In this study, the HepG2 cell line was again chosen for experiments because of its good representation of the patient population with liver cancer treated in our department, where the majority classifies as Caucasian male, and in literature [23]. However, the previously used cell suspension setup, designed in our department, was replaced by classic EP cuvettes. Together with the ESOPE-protocol, of which the RE effectiveness had been previously proven for the HepG2 cell line (Fig. 2), it allowed for better comparison with relevant literature. An effect of pH and temperature changes due to pulsing on cell viability can be excluded in this study. As before, pH changes were minimized by using stainless-steel electrodes and a buffered, low-conductivity solution. In addition, the ESOPE protocol has shown not to significantly change the temperature of the samples. [23]

However, there are some limitations to the used methods. During (almost) complete cell death, some HepG2 cell viability values (ECT with bleomycin) measured by the MTT assay, appeared to be negative. However, there was no significant difference between the positive and negative values, resulting in an overall 0% cell viability. Some values exceeded 100% viability (2.5 µM cisplatin non-electroporated). This specific treatment might have stressed the cells, causing an increase in their metabolism as a response, detected by the MTT assay [33]. In addition, to get an initial idea about the suitable IRE and RE pulse parameters, and the efficacy of ECT and CaEP, the initial study as well as this follow-up study have been performed in vitro using HepG2 cells. As IRE and ECT work in cell suspension as well as in deep seated tumors, in vitro studies for CaEP with hepatic cell lines are an important indicator and basic prerequisite for animal experiments. As limitation, these results are not directly translatable to the clinic, as the in vivo environment is more complex.

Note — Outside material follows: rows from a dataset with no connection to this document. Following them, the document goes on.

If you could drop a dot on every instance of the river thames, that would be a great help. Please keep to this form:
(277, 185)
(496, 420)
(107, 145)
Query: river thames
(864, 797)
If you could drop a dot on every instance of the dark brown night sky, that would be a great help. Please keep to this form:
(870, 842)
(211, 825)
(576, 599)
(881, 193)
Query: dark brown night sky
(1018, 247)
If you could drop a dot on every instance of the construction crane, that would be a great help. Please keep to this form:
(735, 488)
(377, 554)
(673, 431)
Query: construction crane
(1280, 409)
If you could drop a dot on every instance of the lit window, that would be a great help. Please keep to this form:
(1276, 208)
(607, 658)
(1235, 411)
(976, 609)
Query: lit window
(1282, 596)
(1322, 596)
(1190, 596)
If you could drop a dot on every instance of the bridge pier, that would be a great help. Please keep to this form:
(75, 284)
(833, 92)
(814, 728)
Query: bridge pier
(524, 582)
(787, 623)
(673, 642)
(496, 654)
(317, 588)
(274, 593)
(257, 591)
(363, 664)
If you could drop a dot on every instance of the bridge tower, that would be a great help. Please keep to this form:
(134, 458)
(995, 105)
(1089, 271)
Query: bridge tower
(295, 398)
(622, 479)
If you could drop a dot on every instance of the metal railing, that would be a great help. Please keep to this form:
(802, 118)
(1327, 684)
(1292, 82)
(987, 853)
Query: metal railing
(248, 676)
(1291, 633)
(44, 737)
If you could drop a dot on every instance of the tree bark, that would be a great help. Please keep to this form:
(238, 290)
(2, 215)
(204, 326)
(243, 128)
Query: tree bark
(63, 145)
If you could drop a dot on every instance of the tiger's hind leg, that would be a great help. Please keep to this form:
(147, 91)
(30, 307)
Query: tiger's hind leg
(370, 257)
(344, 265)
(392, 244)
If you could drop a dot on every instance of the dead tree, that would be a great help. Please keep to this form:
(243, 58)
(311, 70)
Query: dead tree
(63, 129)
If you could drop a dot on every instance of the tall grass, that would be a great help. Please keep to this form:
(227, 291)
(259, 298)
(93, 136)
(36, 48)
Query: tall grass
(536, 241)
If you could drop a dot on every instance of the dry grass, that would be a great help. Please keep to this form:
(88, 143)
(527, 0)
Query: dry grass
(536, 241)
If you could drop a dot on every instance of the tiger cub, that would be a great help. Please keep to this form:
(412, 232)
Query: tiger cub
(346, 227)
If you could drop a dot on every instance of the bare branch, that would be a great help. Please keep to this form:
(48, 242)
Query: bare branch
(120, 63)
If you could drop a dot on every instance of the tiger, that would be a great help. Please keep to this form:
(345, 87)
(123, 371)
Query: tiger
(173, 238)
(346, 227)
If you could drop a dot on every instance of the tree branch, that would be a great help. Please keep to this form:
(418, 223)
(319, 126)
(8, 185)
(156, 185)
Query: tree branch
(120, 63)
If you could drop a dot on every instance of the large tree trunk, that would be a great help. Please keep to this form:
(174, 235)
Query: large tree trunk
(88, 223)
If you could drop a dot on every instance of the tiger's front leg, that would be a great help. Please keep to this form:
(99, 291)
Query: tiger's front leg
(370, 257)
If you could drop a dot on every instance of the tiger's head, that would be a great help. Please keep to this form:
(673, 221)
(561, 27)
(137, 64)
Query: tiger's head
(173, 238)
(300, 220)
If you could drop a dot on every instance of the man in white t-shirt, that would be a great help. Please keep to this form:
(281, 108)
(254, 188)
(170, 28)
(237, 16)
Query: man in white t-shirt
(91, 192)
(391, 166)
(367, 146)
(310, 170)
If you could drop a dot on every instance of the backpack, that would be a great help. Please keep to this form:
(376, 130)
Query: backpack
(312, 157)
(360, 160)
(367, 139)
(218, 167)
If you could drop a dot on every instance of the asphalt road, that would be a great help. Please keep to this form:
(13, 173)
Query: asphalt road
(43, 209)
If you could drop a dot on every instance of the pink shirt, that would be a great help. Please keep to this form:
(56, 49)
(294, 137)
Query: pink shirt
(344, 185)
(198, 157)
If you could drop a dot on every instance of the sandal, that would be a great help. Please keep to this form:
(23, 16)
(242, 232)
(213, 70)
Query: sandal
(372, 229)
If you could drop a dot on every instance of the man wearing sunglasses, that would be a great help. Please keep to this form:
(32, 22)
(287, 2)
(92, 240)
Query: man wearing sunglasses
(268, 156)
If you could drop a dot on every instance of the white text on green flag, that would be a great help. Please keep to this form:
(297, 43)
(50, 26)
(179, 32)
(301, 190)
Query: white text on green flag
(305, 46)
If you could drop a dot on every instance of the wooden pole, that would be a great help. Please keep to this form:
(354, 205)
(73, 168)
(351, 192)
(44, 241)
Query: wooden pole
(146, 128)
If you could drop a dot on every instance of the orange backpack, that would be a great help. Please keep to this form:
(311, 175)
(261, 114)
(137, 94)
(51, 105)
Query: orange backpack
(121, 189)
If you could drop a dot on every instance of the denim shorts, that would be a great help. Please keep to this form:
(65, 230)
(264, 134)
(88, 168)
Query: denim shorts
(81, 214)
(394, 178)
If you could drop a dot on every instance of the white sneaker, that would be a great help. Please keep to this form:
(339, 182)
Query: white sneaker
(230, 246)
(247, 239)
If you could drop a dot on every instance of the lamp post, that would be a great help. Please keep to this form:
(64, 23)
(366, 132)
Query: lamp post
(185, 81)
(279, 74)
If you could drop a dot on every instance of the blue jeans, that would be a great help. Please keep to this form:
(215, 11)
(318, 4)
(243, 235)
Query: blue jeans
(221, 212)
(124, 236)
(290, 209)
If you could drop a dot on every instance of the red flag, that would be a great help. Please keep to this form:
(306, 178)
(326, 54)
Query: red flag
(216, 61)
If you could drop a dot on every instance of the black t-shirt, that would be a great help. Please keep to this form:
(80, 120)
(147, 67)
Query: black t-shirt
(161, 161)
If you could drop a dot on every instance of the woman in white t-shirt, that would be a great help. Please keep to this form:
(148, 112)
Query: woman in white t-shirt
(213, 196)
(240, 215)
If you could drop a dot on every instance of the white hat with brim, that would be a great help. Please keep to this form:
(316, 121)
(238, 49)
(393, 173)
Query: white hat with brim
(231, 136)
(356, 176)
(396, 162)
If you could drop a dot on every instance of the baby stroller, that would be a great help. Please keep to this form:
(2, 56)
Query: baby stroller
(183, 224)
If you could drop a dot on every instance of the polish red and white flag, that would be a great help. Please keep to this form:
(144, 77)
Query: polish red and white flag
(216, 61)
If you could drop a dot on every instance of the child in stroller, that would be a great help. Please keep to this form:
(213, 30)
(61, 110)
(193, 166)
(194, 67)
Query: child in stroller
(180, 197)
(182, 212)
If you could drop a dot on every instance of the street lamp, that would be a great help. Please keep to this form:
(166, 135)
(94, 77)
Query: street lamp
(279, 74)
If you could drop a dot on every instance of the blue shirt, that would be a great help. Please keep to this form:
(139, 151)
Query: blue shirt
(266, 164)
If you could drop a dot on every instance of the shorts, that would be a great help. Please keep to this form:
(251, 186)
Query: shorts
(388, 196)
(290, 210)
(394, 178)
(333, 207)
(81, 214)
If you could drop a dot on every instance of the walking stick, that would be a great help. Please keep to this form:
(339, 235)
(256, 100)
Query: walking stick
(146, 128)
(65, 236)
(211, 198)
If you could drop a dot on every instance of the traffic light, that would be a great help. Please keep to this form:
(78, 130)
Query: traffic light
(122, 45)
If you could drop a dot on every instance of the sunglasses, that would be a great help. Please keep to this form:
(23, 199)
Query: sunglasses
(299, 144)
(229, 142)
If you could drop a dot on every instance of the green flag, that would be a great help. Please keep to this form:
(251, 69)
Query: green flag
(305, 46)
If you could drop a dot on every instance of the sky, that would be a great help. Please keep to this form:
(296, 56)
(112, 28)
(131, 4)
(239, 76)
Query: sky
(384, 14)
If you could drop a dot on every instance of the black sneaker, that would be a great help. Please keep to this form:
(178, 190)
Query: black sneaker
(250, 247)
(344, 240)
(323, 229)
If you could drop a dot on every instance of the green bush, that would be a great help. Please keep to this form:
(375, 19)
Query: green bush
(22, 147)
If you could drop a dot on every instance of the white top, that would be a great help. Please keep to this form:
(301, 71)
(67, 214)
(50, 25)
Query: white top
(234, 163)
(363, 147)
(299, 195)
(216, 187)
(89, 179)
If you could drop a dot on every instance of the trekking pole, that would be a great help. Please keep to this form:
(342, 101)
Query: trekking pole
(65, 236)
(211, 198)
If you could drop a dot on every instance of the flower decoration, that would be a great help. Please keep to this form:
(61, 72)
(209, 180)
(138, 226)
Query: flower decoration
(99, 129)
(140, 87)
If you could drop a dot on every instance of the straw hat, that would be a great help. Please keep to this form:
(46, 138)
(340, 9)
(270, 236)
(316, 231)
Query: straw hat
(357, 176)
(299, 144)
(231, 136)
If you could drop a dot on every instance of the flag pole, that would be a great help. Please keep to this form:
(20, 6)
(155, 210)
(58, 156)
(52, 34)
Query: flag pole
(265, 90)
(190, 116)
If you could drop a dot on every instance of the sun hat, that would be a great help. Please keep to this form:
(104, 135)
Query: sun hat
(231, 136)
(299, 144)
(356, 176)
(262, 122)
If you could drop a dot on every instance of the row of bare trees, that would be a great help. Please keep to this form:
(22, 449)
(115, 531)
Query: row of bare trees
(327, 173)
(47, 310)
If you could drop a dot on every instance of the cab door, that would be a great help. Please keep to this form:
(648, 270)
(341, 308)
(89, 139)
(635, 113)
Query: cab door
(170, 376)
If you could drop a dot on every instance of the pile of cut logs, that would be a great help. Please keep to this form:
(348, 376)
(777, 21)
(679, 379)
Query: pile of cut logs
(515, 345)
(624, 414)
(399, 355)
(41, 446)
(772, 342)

To conclude the current study, ECT with bleomycin or cisplatin, or CaEP were more effective in reducing the HepG2 cell viability in vitro using the ESOPE protocol compared to the non-electroporated drug treatments alone. When comparing ECT, HepG2 cells are more sensitive to bleomycin than cisplatin, in similar concentrations. CaEP has the same effectiveness as ECT with bleomycin, but calcium potentially has a better safety profile and several treatment advantages. Despite these promising results, more research is needed to transfer CaEP as novel cancer treatment to the clinic, and to extend the application of traditional ECT to deep-seated tumors like liver cancer.